Despite how much I harp on about it, I haven’t always been a runner. But it is something I’ve flirted with in some shape or form since I was about 12 when I came seventh in my school’s annual cross-country race. It was clear from then that sprinting would never be my thing.
Fast forward to the beginning of 2015, when I signed myself up for my first half-marathon. I don’t think I had ever ran 5K up until that point (if I had, the last time was most definitely the aforementioned cross-country), and I was incredibly unfit. I suppose you could say it was an incredibly stupid idea. But with 9 months until race day, and a small sense of denial about how long 13.1 miles really is, I set about firstly to get my fitness levels up, and then secondly, to train to complete the damn thing.
Everyone talks about runner’s high, that overdose of endorphins that comes with running. I’ve experienced it plenty of times; when I achieved my 10K PB, during my 5K PB pre-race, when I first ran 8K on a dark spring evening, and after the half-marathon itself.
I love it, I thrive off it, and it’s one of the most rewarding feelings.
But no one talks about the other times. The time that you misjudge the curb, roll over on your ankle, and crack your iPhone screen. (From then on, I invested in a Garmin Forerunner and iPod shuffle – I’ve never looked back). Or the time you nearly get run over by a car. Sometimes we mention the catcalling episodes, but not often enough in my opinion. We don’t talk about the walkers who see you and continue to take up the entire width of the pavement (does it hurt to let go of each other’s hands for a couple of seconds?), so you have to run on the bicycle lane. We don’t talk about how difficult it can be to motivate yourself to leave the house, especially when you run solo. Or how to come back from a few terribly slow runs. The self-doubt levels go through the roof. I know because I experienced all of these things, and the self-doubt hit me the hardest.

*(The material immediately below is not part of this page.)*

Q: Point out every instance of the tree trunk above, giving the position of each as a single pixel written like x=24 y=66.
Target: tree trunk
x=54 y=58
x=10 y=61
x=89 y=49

During the training process, there were so many times I wanted to stop, give up or feign injury, and even more times than that when I tried to convince myself I wouldn’t be able to do it. I cursed myself for signing up for the damn thing, and I was envious of everyone who made it look easy.
But as I entered race day, I remembered the three things I’d read to help my mind from planting the seed of self-doubt:
- The human body can withstand more than we think
- Dig deep into the reserves
- Imagine your loved ones waiting for you at the finish line
I remember seeing a mammoth hill at the tenth mile of the race, cursing the race organisers underneath my breath. I don’t think I was the only one. I took a moment to catch my breath, dug as deep as I could and used all my energy to sprint up that hill as I imagined my loved ones at the top of it. My theory being if I tried to run as fast as I could up it then the pain would be over quicker. It worked.
I finished the race at a very respectable time and well within my goal target that day. I’d go as far as to say it’s one of my biggest achievements to date. I learnt a lot about my internal monologue, my drive to succeed, determination, and how glorious my body really is.
And to those non-runners who would comment, “A half-marathon? You’re not even doing a full one?” I’d sure as hell love to see you try.